St. Paul City Attorney declines silver platter prosecution
Sara Grewing, the city attorney for the City of St. Paul, was presented with the findings and decision of the of the Campaign Finance and Public Disclosure Board in its consideration of the conduct of the Republican Party of Minnesota, its former chair, Tony Sutton, and others in the matter of the 2010 gubernatorial election recount; Grewing was asked to review the information and prosecute Sutton for the gross misdemeanor that the Board found:
Tony Sutton, former chair of the RPM, violated Minnesota Statutes section 10A.29 when he redirected a contribution from Robert Cummins through CTAP for the benefit of the RPM in order to avoid disclosure. Although Mr. Sutton’s actions in this regard were intentional and criminal sanctions are available, the Board leaves the decision as to whether a criminal investigation should be undertaken to the appropriate County Attorney. [emphasis added]

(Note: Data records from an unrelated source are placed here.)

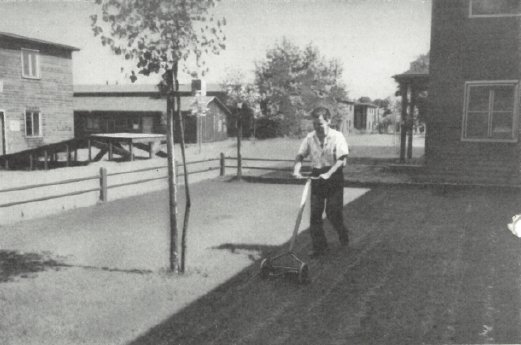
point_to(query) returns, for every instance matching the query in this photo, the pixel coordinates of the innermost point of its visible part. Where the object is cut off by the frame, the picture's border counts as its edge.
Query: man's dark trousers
(328, 194)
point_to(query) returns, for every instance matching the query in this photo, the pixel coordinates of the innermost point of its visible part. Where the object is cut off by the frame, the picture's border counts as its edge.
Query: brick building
(36, 95)
(475, 69)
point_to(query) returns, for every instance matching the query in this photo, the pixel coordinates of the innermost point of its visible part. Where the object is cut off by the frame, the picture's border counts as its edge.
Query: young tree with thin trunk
(161, 36)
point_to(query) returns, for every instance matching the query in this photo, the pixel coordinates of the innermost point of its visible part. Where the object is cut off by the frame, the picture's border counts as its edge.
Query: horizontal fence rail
(49, 184)
(104, 186)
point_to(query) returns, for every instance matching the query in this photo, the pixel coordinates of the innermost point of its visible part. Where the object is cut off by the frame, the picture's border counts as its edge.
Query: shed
(141, 109)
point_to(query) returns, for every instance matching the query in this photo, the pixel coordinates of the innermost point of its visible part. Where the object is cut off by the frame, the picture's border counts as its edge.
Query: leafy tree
(293, 80)
(158, 35)
(421, 64)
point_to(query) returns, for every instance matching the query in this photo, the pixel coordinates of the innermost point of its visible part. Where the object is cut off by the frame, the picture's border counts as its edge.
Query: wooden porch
(116, 146)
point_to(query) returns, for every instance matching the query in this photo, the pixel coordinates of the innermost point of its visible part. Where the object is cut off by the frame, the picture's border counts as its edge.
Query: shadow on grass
(15, 264)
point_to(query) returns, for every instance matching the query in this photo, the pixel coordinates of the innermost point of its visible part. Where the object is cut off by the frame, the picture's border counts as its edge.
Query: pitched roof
(134, 88)
(137, 104)
(36, 40)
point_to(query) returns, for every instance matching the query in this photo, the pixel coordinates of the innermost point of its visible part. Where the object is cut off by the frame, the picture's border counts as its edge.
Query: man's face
(320, 125)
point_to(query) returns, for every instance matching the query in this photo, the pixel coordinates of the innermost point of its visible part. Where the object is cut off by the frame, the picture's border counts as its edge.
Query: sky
(373, 39)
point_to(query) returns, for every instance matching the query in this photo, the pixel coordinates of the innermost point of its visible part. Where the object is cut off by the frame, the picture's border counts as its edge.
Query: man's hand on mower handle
(297, 174)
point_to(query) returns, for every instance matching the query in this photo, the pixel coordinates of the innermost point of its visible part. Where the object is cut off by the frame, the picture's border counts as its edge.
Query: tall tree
(159, 35)
(294, 80)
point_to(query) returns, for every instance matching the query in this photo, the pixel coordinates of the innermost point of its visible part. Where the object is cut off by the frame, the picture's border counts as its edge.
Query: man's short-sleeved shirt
(334, 148)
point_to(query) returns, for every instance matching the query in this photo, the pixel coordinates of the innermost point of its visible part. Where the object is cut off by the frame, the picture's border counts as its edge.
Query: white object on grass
(515, 226)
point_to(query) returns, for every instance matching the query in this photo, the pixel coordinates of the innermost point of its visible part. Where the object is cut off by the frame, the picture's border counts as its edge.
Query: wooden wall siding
(51, 94)
(466, 49)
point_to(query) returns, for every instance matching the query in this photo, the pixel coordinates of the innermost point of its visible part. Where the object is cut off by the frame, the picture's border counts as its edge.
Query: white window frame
(35, 69)
(40, 127)
(471, 15)
(515, 130)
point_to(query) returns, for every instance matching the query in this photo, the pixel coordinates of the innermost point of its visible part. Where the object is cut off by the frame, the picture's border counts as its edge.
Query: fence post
(103, 184)
(222, 164)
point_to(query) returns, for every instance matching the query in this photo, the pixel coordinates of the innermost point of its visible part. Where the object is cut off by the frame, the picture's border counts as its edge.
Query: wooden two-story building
(475, 72)
(36, 94)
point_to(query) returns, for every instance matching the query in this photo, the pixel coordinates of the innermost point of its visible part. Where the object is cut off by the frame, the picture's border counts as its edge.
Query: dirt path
(449, 272)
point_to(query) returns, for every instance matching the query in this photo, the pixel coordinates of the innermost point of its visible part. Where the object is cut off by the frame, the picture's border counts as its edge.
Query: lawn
(97, 275)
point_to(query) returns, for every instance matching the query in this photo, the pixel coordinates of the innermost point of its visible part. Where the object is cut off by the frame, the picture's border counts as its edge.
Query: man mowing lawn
(328, 151)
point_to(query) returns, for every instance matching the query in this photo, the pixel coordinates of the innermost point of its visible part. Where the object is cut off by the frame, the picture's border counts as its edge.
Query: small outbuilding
(141, 109)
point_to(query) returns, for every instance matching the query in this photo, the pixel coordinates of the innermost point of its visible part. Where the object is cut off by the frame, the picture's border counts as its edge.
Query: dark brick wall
(466, 49)
(51, 94)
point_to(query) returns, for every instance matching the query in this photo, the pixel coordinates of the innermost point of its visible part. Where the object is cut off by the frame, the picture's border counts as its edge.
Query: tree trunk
(239, 135)
(172, 186)
(188, 203)
(403, 126)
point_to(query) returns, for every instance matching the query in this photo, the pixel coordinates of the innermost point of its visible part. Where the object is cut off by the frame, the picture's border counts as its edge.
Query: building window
(490, 111)
(33, 123)
(30, 64)
(494, 8)
(93, 123)
(121, 124)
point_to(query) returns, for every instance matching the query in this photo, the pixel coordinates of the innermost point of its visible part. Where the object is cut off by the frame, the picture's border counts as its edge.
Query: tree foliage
(160, 33)
(294, 80)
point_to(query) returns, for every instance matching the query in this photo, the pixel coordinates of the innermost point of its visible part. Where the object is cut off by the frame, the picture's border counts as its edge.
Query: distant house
(475, 71)
(365, 117)
(36, 97)
(346, 110)
(141, 109)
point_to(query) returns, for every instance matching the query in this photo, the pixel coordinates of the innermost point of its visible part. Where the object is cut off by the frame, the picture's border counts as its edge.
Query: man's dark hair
(321, 111)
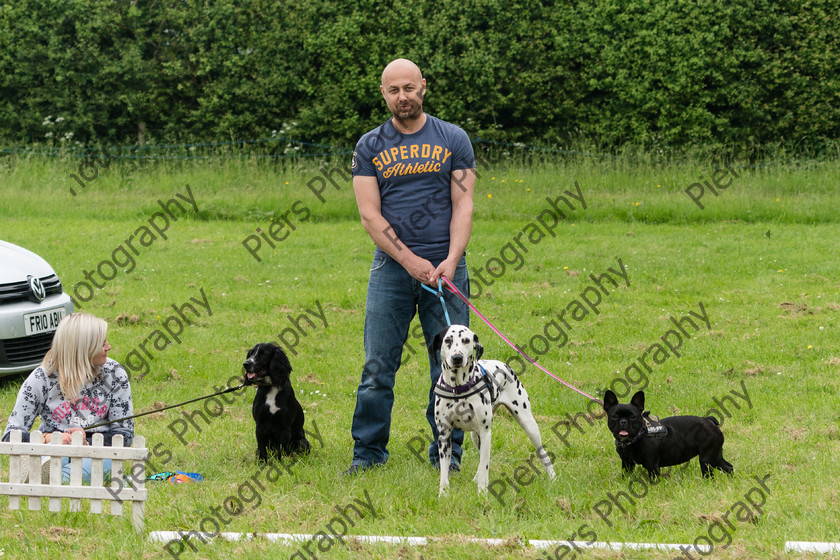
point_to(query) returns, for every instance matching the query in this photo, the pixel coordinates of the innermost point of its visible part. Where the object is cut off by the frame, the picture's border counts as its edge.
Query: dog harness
(651, 427)
(471, 387)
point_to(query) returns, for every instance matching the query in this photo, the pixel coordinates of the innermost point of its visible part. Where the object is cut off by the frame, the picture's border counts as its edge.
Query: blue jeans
(393, 298)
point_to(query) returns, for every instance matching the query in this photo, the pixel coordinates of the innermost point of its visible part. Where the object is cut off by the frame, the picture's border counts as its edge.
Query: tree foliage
(611, 72)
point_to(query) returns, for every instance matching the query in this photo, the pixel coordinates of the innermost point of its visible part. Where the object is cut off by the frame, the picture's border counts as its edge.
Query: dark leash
(228, 390)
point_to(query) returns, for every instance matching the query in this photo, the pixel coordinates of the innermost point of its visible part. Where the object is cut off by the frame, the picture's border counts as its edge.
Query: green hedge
(652, 73)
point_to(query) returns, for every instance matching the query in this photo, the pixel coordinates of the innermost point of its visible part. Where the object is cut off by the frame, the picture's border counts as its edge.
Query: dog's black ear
(479, 349)
(638, 400)
(279, 364)
(434, 347)
(610, 400)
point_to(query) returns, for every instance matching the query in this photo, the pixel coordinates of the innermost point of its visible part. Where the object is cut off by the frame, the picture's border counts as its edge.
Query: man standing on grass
(413, 177)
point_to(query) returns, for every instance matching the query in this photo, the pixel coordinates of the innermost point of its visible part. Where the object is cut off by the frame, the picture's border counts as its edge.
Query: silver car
(32, 302)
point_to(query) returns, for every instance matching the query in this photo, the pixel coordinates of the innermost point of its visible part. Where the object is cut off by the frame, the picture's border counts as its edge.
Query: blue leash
(439, 293)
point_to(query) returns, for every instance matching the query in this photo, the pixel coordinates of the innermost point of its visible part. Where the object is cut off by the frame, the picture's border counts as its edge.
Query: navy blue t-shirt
(413, 171)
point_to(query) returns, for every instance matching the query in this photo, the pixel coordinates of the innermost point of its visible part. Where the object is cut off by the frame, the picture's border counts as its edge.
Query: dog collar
(632, 441)
(442, 389)
(651, 427)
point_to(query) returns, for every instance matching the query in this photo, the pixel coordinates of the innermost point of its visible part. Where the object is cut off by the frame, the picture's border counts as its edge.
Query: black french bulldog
(681, 439)
(277, 413)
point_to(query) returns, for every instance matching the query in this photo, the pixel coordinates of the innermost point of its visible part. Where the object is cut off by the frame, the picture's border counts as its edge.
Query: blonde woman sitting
(76, 385)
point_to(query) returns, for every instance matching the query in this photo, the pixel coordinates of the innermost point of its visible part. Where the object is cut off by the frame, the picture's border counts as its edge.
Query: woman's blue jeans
(393, 298)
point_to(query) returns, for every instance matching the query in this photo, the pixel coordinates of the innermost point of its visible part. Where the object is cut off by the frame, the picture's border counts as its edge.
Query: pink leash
(458, 293)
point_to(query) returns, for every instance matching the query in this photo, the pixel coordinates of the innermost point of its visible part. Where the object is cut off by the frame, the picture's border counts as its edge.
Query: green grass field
(761, 258)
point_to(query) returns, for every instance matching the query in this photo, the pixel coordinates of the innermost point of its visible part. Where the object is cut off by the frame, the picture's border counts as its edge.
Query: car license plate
(43, 321)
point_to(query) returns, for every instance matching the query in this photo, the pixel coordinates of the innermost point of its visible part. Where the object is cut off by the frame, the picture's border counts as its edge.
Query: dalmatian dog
(467, 393)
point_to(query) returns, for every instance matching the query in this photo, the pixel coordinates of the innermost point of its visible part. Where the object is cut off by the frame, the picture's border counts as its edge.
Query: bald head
(403, 88)
(401, 68)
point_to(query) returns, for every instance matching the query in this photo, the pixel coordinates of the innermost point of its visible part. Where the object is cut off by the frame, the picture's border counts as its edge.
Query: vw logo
(37, 288)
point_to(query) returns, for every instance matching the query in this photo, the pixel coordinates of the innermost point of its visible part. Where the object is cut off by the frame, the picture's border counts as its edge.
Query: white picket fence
(128, 461)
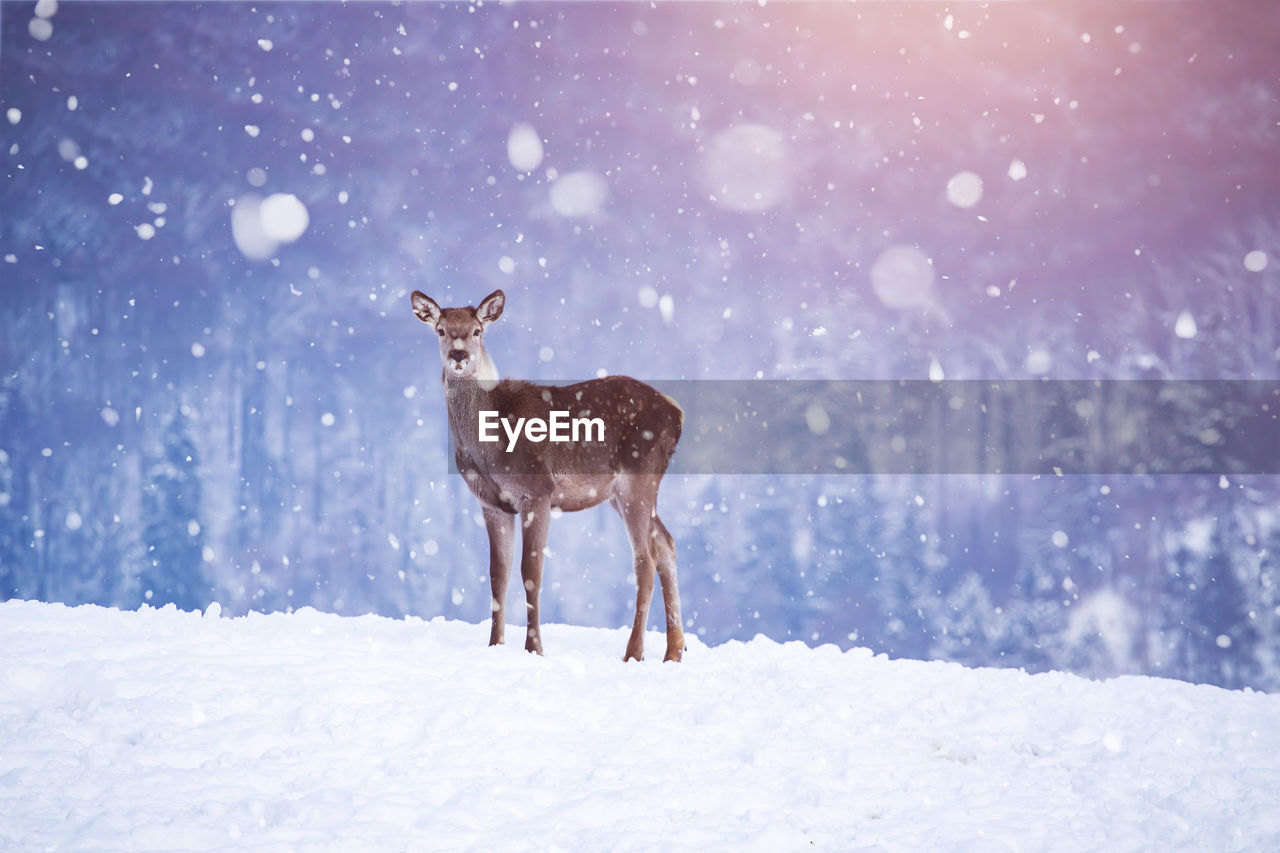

Parenthetically, since the statute, Minn. Stat. § 10A.29, specifies a gross misdemeanor (still no slap on the wrist: usually a year and $3,000 max) and not a felony penalty, a city attorney has the authority to investigate and charge it.
On Friday, Grewing said to the people who have the responsibility and authority to administer the statutes in question, and who investigated the recount for six months, took thirteen depositions, and poured over thousands of pages of depositions, files and emails:
Close, but no cigar.
Well, I paraphrase. Here’s what she wrote in a letter to Mike Dean, the Executive Director of Common Cause, who lodged the complaint with the Board in the first place:
In a nutshell, and without embroidery, here is what Tony Sutton did:
1) Put three lawyers, Tony Trimble, Eric Magnuson, and Michael Toner on the recount case, retained by the Republican Party of Minnesota, immediately after the election in November of 2010.
2) These three lawyers ran up a tab of nearly $600,000 (and you thought Dayle Nolan was expensive), apparently just in November and first week of December of 2010, a sum that there was no way that the RPM could pay. Sutton asked the three lawyers to re-invoice their bills to Count Them All Properly, Inc. Which each did, without letting RPM off the hook.
3) Sutton tried to direct contributions to CTAP — the source of which he said he didn’t think had to be disclosed — to pay RPM’s lawyers’ bills. He did get one contributor, Robert Cummins, to contribute $30,000 to CTAP, which was used to — guess what? — pay the RPM’s lawyers. This was a neat way to encourage contributors to make anonymous contributions to the RPM, and Sutton admitted as much in his deposition. (See page 21 of the Board’s decision at the link above.)
Simply put, Sutton was circumventing the disclosure requirements of Minnesota campaign finance law. It is a crime to do that; here is Minn. Stat. § 10A.29:
Circumvention prohibited. An individual or association that attempts to circumvent this chapter by redirecting a contribution through, or making a contribution on behalf of, another individual or association is guilty of a gross misdemeanor and subject to a civil penalty imposed by the board of up to $3,000.
Grewing doesn’t think she can prove beyond a reasonable doubt that Tony Sutton was trying get around the law. He said, after all, he didn’t know he was doing anything wrong. He was so candid in his deposition!
When it comes time to meet you Maker, kids, I hope you all get a softie like Sara Grewing making the call.
If prosecutors always took people at their word, we wouldn’t have any criminals.
Let’s cast a little more jaundiced eye on Tony Sutton’s culpability.
Tony Sutton was the treasurer of the RPM before he failed upward to become the chair. It beggars belief to think he was unaware that having someone else paying RPM bills would be a contribution to the RPM, requiring disclosure of the identity of the person or (illegal) entity making the payment. Sutton’s claim of being the ingenue here is simply not credible. It’s incredible, to use the original meaning of the word.
The fact that Sutton asked the lawyers to re-invoice their bills to CTAP is evidence that Sutton knew it was a subterfuge.
It is also metaphysically impossible for Sutton to have relied on advice of counsel for the scheme as he claims. The attorney in question, Michael Toner, denies under oath that he gave the advice that Sutton asserts, and Sutton cannot produce any written or corroborating testimony that he received it. Moreover, Sutton hired the lawyers on the RPM’s tab right after the election, and CTAP was not even incorporated until December 3, 2010, just before Emmer conceded. Sutton’s claim here is also incredible.
The individual who incorporated CTAP, Dan Puhl, a Republican operative from Washington, D.C., did so thinking that CTAP would actually conduct the recount, retain lawyers, and raise money anonymously as an independent entity. But Puhl was late to the game; CTAP never engaged in any recount activity or advocacy; it certainly didn’t hire any lawyers.
All of the recount efforts were undertaken by the Republican Party of Minnesota and its chair, Tony Sutton, through the lawyers they hired. Again, the question arises: why would the lawyers re-bill CTAP when they never did any work for it?
The charging decision of the St. Paul City Attorney’s Office needs to be reviewed by another public law office, perhaps one more experienced with political or white collar crime.